Jang, too, saw things in a different way after missing a 1-foot putt on the final hole, costing her a second-place finish by herself and approximately $60,000.
"I was really happy - until the 18th hole," she said.
Kim needed a birdie on the final hole to move into the four-way tie for second, while Fouch shot a closing 64 and Stupples had a 66 in her first Mother's Day event as a mom.
Her son, Logan, was born April 21.
But the story was Sorenstam, who said this weekend she knew there were people that thought her best days were behind her. She also said she'd love to play her way back to No. 1.
She looked ready all day en route to her 72nd career victory.
Jang, playing with a sore wrist that she said has bothered her for more than a year, made a 15-foot birdie putt on the fifth hole to get within two. Sorenstam promptly hit her approach on the par-4 sixth to within 12 feet and made it to restore the three-shot edge.
When Jang chipped in from 40 yards on the par-4 ninth, Sorenstam left her long birdie putt just short, but hit her approach to within a few feet on No. 10 for another birdie.
By then, it was all but over. Sorenstam made sure with three consecutive birdies beginning on the par-3 13th, then another by hitting it close on the par-3 17th.
She was all smiles while waiting on the tee at the par-4 18th hole, where she snap-hooked her drive into the water on Saturday, one of only two mistakes that hurt her all weekend.

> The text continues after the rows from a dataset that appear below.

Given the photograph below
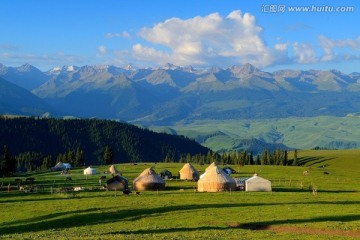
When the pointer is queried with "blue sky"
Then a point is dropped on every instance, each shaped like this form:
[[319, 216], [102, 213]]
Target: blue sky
[[266, 33]]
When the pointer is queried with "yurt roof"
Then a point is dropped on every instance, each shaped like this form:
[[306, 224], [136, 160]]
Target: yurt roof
[[189, 167], [165, 171], [256, 178], [117, 178], [216, 174], [213, 164], [149, 175], [113, 170]]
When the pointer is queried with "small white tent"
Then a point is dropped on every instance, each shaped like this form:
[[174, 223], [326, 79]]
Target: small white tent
[[257, 184], [216, 180], [89, 171], [67, 166]]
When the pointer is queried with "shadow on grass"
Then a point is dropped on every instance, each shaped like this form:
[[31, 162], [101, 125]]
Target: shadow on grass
[[310, 161], [19, 196], [287, 189], [89, 217], [255, 226], [266, 224]]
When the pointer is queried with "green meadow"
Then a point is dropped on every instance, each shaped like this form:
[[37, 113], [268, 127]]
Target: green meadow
[[290, 211]]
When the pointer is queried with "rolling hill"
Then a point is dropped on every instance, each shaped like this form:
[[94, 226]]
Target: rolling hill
[[182, 97]]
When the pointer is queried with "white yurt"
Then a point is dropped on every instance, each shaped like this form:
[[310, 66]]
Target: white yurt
[[113, 170], [216, 180], [188, 172], [89, 171], [257, 184], [213, 164], [148, 180]]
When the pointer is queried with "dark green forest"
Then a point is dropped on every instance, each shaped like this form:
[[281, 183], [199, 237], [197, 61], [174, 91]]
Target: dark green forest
[[29, 144]]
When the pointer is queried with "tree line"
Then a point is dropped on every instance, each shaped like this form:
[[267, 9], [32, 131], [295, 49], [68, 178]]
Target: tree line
[[39, 143]]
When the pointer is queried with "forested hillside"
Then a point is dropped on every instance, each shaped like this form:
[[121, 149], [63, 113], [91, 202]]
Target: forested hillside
[[39, 143]]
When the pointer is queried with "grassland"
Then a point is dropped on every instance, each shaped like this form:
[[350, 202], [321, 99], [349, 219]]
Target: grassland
[[300, 133], [179, 212]]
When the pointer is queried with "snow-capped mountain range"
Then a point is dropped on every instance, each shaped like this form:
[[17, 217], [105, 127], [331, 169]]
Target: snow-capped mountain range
[[182, 93]]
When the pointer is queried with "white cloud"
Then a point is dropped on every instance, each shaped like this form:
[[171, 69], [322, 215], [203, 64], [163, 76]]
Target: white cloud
[[304, 53], [119, 35], [212, 39], [348, 48], [101, 51]]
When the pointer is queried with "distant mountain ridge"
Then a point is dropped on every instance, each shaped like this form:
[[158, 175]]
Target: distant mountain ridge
[[169, 94]]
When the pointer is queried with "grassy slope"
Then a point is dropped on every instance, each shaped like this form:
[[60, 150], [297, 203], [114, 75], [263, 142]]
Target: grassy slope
[[301, 133], [288, 212]]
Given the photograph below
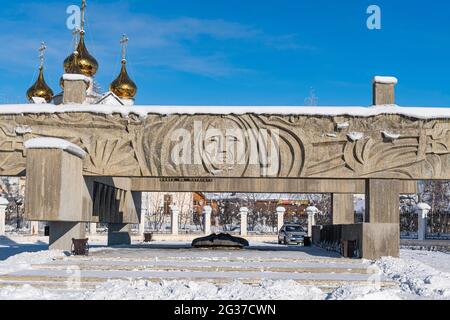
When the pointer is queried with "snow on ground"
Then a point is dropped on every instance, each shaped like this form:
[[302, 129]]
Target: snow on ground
[[142, 272]]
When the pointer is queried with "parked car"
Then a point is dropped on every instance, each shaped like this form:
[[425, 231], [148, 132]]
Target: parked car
[[291, 233]]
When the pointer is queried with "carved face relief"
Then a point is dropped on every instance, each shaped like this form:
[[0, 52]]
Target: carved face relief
[[223, 147]]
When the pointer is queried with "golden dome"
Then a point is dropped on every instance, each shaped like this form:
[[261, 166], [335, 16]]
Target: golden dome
[[40, 88], [87, 63], [73, 68], [123, 86]]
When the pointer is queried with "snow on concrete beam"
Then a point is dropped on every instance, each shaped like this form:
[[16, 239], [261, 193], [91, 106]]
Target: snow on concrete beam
[[144, 111], [55, 143], [385, 80], [76, 77]]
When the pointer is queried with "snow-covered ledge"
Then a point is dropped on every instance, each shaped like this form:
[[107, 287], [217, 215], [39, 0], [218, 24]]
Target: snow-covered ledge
[[55, 143]]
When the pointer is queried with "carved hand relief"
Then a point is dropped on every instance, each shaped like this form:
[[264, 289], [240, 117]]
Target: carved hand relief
[[239, 146]]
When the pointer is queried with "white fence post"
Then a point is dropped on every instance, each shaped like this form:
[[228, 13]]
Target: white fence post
[[3, 205], [280, 218], [244, 221], [311, 211], [207, 210], [422, 210], [175, 215]]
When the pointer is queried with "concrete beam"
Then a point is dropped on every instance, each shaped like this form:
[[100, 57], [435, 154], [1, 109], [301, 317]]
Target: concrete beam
[[248, 185], [274, 185], [343, 209]]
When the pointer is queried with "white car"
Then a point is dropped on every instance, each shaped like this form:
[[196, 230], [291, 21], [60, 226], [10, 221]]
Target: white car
[[291, 233]]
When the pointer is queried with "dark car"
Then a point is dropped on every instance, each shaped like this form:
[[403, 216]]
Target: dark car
[[291, 233]]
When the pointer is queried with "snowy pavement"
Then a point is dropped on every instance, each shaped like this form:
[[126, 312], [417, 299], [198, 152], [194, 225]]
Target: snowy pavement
[[175, 271]]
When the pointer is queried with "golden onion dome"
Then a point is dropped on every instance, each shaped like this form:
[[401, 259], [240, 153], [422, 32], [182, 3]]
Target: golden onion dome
[[87, 63], [40, 88], [73, 68], [123, 86]]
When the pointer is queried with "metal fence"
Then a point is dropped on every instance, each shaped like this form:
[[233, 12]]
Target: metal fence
[[438, 224]]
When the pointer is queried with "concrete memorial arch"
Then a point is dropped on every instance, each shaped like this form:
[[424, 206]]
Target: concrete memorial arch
[[89, 163]]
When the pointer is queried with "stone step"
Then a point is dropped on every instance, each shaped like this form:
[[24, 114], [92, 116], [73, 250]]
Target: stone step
[[205, 268], [86, 283]]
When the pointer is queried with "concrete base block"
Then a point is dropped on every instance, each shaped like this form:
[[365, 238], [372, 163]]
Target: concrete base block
[[118, 234], [62, 233]]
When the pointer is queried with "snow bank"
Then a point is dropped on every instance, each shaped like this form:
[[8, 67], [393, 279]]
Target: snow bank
[[173, 290], [55, 143], [423, 206], [25, 260], [144, 111], [418, 278]]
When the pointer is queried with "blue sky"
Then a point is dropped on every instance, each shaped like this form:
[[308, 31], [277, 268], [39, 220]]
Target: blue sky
[[234, 52]]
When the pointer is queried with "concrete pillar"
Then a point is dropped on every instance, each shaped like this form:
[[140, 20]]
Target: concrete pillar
[[311, 211], [175, 218], [118, 234], [244, 222], [384, 90], [343, 209], [93, 228], [207, 210], [3, 205], [62, 233], [280, 217], [422, 210], [34, 228], [382, 201], [382, 217]]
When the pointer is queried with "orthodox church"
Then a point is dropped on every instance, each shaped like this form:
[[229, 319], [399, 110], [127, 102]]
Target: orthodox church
[[81, 65]]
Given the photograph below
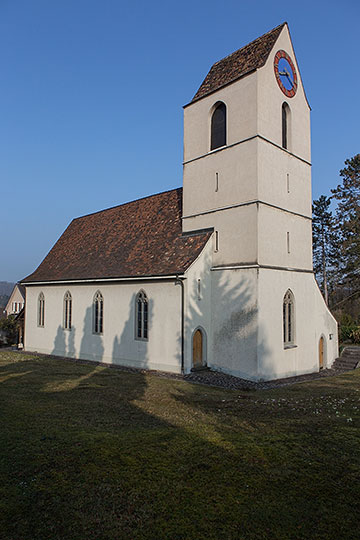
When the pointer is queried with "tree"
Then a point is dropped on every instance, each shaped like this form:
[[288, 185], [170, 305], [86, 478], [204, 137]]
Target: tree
[[348, 222], [325, 252]]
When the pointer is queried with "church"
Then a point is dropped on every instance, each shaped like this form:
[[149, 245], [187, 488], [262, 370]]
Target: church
[[217, 273]]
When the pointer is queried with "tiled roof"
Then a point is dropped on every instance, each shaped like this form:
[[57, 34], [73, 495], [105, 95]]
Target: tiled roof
[[239, 63], [140, 238]]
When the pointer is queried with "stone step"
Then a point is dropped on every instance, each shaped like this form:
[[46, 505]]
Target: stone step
[[345, 363]]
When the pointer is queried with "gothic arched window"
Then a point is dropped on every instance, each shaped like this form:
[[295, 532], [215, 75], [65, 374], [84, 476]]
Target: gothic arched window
[[218, 126], [41, 309], [98, 312], [141, 330], [289, 319], [67, 310], [285, 123]]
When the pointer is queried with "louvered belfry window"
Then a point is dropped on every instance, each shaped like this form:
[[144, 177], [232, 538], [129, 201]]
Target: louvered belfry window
[[218, 127]]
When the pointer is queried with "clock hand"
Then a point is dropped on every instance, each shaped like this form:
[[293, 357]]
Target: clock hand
[[289, 79]]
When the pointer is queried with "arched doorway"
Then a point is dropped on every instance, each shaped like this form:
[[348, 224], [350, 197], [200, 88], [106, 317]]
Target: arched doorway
[[198, 349], [321, 353]]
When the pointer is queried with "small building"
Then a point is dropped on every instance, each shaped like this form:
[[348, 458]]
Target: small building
[[217, 273]]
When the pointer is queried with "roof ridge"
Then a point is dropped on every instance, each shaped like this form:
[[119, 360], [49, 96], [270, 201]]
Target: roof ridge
[[239, 63], [129, 202], [250, 43]]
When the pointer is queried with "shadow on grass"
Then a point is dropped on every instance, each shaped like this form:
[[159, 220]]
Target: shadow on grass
[[123, 455]]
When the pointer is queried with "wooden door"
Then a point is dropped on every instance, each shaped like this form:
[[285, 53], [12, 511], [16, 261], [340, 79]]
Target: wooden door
[[321, 353], [197, 349]]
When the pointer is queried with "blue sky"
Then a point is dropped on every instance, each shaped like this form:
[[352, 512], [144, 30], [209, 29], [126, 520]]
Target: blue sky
[[91, 96]]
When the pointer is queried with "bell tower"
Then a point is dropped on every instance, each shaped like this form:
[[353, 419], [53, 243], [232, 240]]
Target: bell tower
[[247, 170]]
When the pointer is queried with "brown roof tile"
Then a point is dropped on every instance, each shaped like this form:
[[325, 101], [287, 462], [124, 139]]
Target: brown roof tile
[[140, 238], [239, 63]]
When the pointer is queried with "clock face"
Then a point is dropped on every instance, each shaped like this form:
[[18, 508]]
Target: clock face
[[285, 73]]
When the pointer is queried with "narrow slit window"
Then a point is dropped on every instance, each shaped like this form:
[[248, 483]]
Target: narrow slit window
[[41, 310], [98, 312], [285, 119], [288, 319], [67, 310], [218, 127]]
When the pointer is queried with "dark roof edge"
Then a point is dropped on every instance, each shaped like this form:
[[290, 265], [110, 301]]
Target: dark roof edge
[[197, 232], [220, 87], [128, 202], [243, 74], [103, 279]]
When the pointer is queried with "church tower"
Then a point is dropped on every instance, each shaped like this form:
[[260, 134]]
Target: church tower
[[247, 174]]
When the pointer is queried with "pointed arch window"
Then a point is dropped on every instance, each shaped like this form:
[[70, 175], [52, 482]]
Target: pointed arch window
[[98, 313], [41, 309], [218, 126], [289, 319], [141, 329], [285, 125], [67, 310]]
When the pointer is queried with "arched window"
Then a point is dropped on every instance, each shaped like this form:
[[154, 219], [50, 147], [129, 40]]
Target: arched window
[[218, 126], [67, 310], [98, 312], [289, 319], [141, 330], [41, 309], [285, 121]]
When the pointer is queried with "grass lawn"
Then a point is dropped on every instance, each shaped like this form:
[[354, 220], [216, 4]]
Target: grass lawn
[[88, 452]]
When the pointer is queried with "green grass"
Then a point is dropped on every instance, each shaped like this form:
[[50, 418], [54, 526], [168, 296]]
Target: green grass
[[88, 452]]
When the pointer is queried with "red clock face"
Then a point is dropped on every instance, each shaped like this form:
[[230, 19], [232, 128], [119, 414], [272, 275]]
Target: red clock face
[[285, 73]]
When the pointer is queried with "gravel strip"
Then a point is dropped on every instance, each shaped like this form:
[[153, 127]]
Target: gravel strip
[[208, 377]]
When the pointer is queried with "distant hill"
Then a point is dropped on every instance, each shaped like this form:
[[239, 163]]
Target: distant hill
[[6, 287]]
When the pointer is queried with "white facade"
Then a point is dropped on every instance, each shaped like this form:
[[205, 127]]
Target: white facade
[[16, 301], [257, 197]]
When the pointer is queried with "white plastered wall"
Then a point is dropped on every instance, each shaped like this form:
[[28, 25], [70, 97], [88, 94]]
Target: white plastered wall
[[312, 320], [117, 344], [15, 297], [198, 306], [234, 322]]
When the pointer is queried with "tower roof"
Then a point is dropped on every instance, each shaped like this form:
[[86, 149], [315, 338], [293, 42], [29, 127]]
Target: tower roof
[[239, 63]]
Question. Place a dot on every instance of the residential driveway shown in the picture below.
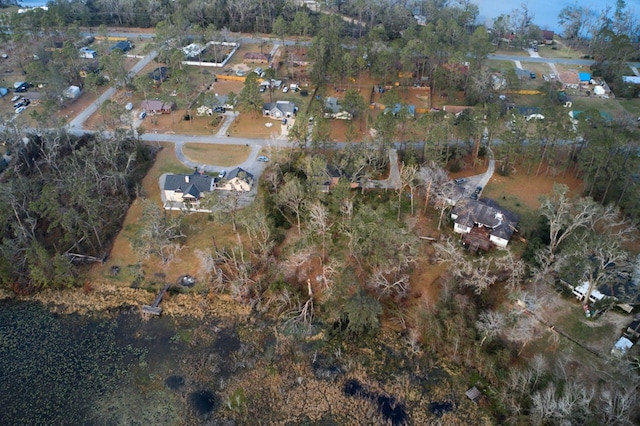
(229, 118)
(479, 180)
(393, 181)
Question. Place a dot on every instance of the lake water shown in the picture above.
(69, 369)
(545, 11)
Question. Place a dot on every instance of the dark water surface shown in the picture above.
(59, 369)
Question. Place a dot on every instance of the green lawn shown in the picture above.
(631, 106)
(611, 106)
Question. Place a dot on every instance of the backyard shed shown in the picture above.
(72, 92)
(156, 106)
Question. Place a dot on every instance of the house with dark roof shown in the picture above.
(123, 45)
(159, 75)
(156, 106)
(257, 58)
(183, 191)
(237, 179)
(279, 110)
(483, 224)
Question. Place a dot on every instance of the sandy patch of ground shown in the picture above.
(241, 67)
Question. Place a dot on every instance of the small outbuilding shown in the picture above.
(72, 92)
(621, 347)
(474, 394)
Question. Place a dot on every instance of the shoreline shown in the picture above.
(105, 298)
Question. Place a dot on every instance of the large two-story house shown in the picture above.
(483, 224)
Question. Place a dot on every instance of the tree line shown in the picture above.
(63, 201)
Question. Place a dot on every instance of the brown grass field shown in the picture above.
(220, 155)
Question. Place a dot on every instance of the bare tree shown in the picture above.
(160, 233)
(566, 216)
(431, 177)
(618, 404)
(476, 274)
(408, 178)
(292, 196)
(320, 223)
(490, 324)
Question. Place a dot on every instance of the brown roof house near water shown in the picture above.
(156, 106)
(483, 224)
(183, 192)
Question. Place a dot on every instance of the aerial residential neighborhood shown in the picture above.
(319, 213)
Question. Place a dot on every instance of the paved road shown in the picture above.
(78, 121)
(243, 38)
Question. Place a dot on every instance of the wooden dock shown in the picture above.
(154, 309)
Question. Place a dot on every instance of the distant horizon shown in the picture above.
(545, 11)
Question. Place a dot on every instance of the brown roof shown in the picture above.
(153, 105)
(257, 56)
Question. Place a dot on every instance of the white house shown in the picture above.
(621, 346)
(279, 110)
(581, 291)
(483, 223)
(237, 179)
(183, 190)
(333, 109)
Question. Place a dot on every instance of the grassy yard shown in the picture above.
(559, 51)
(501, 66)
(220, 155)
(200, 230)
(611, 106)
(632, 106)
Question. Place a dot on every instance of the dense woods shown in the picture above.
(62, 202)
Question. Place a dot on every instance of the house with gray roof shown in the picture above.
(483, 223)
(237, 179)
(333, 109)
(184, 191)
(279, 110)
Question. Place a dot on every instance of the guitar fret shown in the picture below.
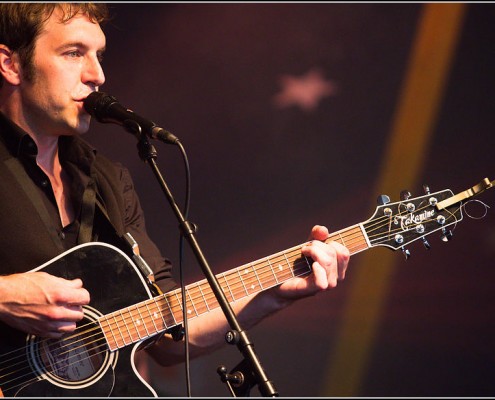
(126, 325)
(242, 281)
(271, 269)
(134, 322)
(170, 309)
(120, 332)
(151, 316)
(203, 297)
(112, 344)
(289, 264)
(160, 314)
(189, 312)
(252, 286)
(143, 321)
(180, 308)
(228, 287)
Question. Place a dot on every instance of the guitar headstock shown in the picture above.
(395, 225)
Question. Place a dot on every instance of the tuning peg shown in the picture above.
(405, 194)
(383, 199)
(447, 235)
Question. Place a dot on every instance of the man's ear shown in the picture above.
(9, 65)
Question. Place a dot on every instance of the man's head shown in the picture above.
(21, 23)
(50, 60)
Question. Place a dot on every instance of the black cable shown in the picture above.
(181, 274)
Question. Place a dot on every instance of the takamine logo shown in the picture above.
(413, 219)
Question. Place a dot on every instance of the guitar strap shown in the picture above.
(177, 332)
(29, 188)
(88, 212)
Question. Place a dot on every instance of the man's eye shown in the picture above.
(73, 54)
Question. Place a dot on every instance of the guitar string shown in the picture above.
(233, 289)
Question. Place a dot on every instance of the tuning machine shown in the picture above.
(446, 235)
(406, 252)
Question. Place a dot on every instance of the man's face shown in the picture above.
(66, 65)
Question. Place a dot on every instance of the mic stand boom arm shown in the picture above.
(237, 336)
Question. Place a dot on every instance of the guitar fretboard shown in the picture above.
(143, 320)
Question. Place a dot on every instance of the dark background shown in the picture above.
(263, 175)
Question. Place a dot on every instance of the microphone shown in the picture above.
(107, 109)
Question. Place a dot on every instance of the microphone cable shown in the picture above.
(181, 267)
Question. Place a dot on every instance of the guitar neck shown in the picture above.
(145, 319)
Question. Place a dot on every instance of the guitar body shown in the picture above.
(79, 364)
(98, 358)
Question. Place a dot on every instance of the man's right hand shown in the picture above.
(42, 304)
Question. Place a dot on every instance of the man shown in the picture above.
(57, 192)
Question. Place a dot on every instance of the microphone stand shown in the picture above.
(249, 371)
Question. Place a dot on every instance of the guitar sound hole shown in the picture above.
(76, 359)
(71, 358)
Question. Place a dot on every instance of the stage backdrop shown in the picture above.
(301, 114)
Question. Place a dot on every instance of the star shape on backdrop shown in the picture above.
(305, 91)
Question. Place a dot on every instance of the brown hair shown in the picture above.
(21, 23)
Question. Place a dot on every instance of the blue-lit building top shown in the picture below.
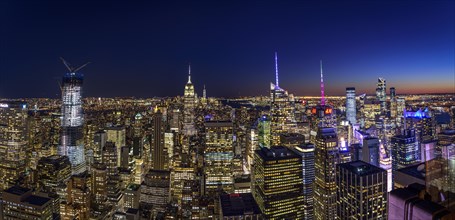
(419, 114)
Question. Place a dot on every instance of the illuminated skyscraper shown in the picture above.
(362, 191)
(159, 153)
(110, 156)
(326, 158)
(71, 143)
(370, 150)
(277, 183)
(322, 115)
(155, 192)
(282, 109)
(219, 155)
(53, 171)
(393, 103)
(350, 105)
(13, 143)
(307, 153)
(189, 98)
(422, 122)
(405, 150)
(264, 131)
(117, 135)
(99, 188)
(20, 203)
(381, 94)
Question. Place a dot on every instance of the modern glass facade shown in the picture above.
(71, 142)
(278, 183)
(362, 191)
(351, 105)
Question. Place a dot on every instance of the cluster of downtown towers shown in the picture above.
(203, 158)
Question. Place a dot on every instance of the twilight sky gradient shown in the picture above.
(142, 48)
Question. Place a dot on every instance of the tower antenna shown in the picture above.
(276, 70)
(189, 72)
(322, 87)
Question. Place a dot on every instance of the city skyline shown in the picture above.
(143, 49)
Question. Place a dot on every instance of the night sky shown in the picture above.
(142, 48)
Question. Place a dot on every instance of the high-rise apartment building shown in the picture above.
(277, 183)
(351, 110)
(326, 158)
(370, 150)
(99, 188)
(155, 191)
(362, 191)
(219, 155)
(393, 103)
(189, 98)
(117, 135)
(13, 143)
(405, 150)
(306, 151)
(53, 171)
(381, 94)
(282, 109)
(263, 133)
(110, 158)
(71, 139)
(21, 203)
(159, 153)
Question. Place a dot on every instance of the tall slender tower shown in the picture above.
(189, 104)
(13, 143)
(350, 105)
(282, 109)
(325, 189)
(159, 153)
(322, 87)
(381, 94)
(71, 143)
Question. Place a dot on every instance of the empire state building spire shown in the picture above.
(322, 88)
(189, 73)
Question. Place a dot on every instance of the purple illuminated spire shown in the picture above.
(189, 73)
(276, 70)
(322, 87)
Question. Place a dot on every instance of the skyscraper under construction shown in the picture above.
(71, 143)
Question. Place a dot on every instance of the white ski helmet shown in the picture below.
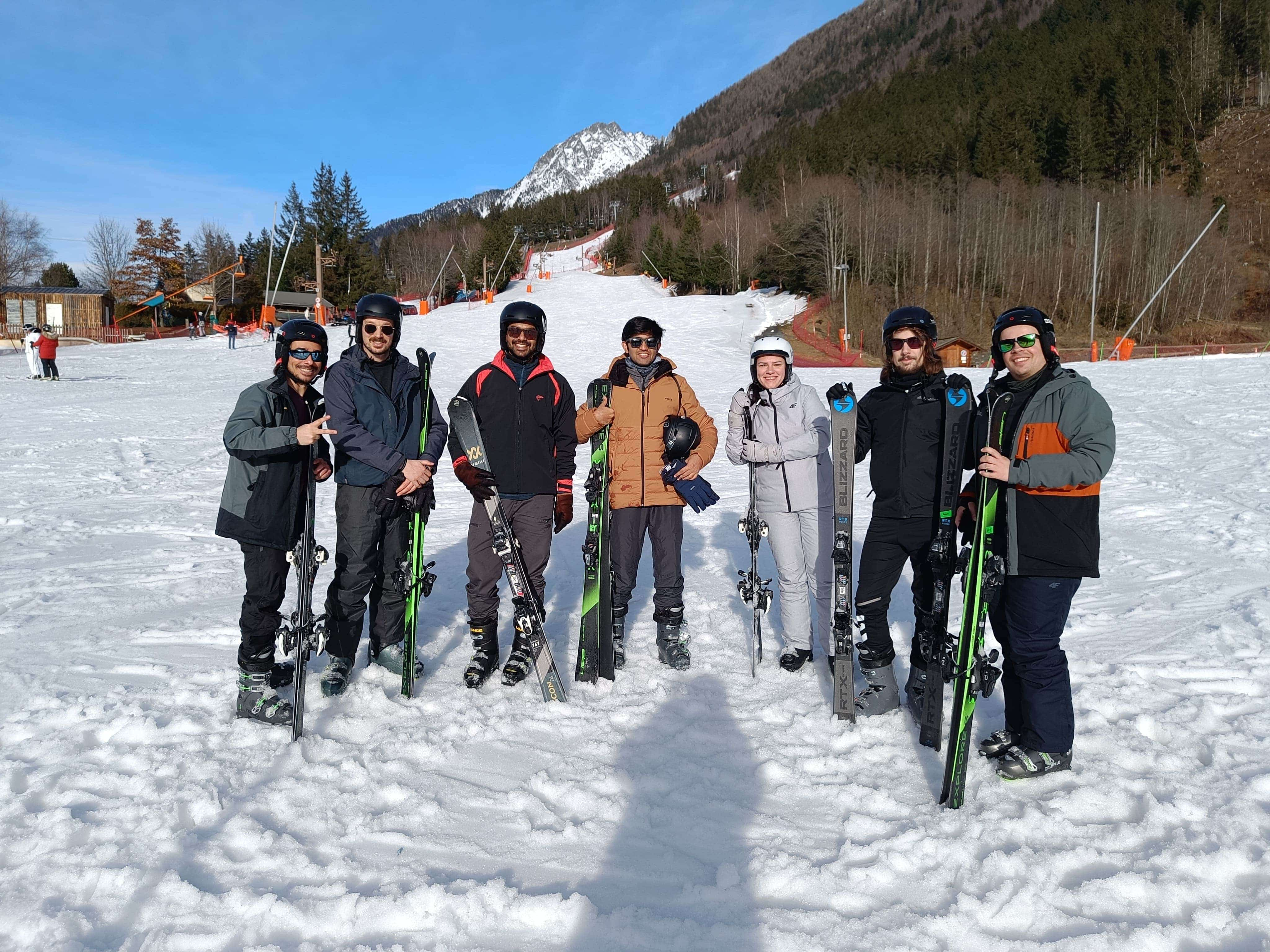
(771, 346)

Besides Sorenstam, the day was remarkable for several other players.
Katherine Hull, who started the day tied for 21st, made the first double-eagle of the year when she hit a 3-wood 229 yards on the par-5 seventh, part of a 64 that lifted her into sixth. The best round of her career also included a double bogey at the par-4 10th.
And Shi Hyun Ahn, whose first three rounds were 71, 71 and 72, tied the course record with a 63, making nine birdies and eight pars before a bogey on the par-4 ninth, her last hole.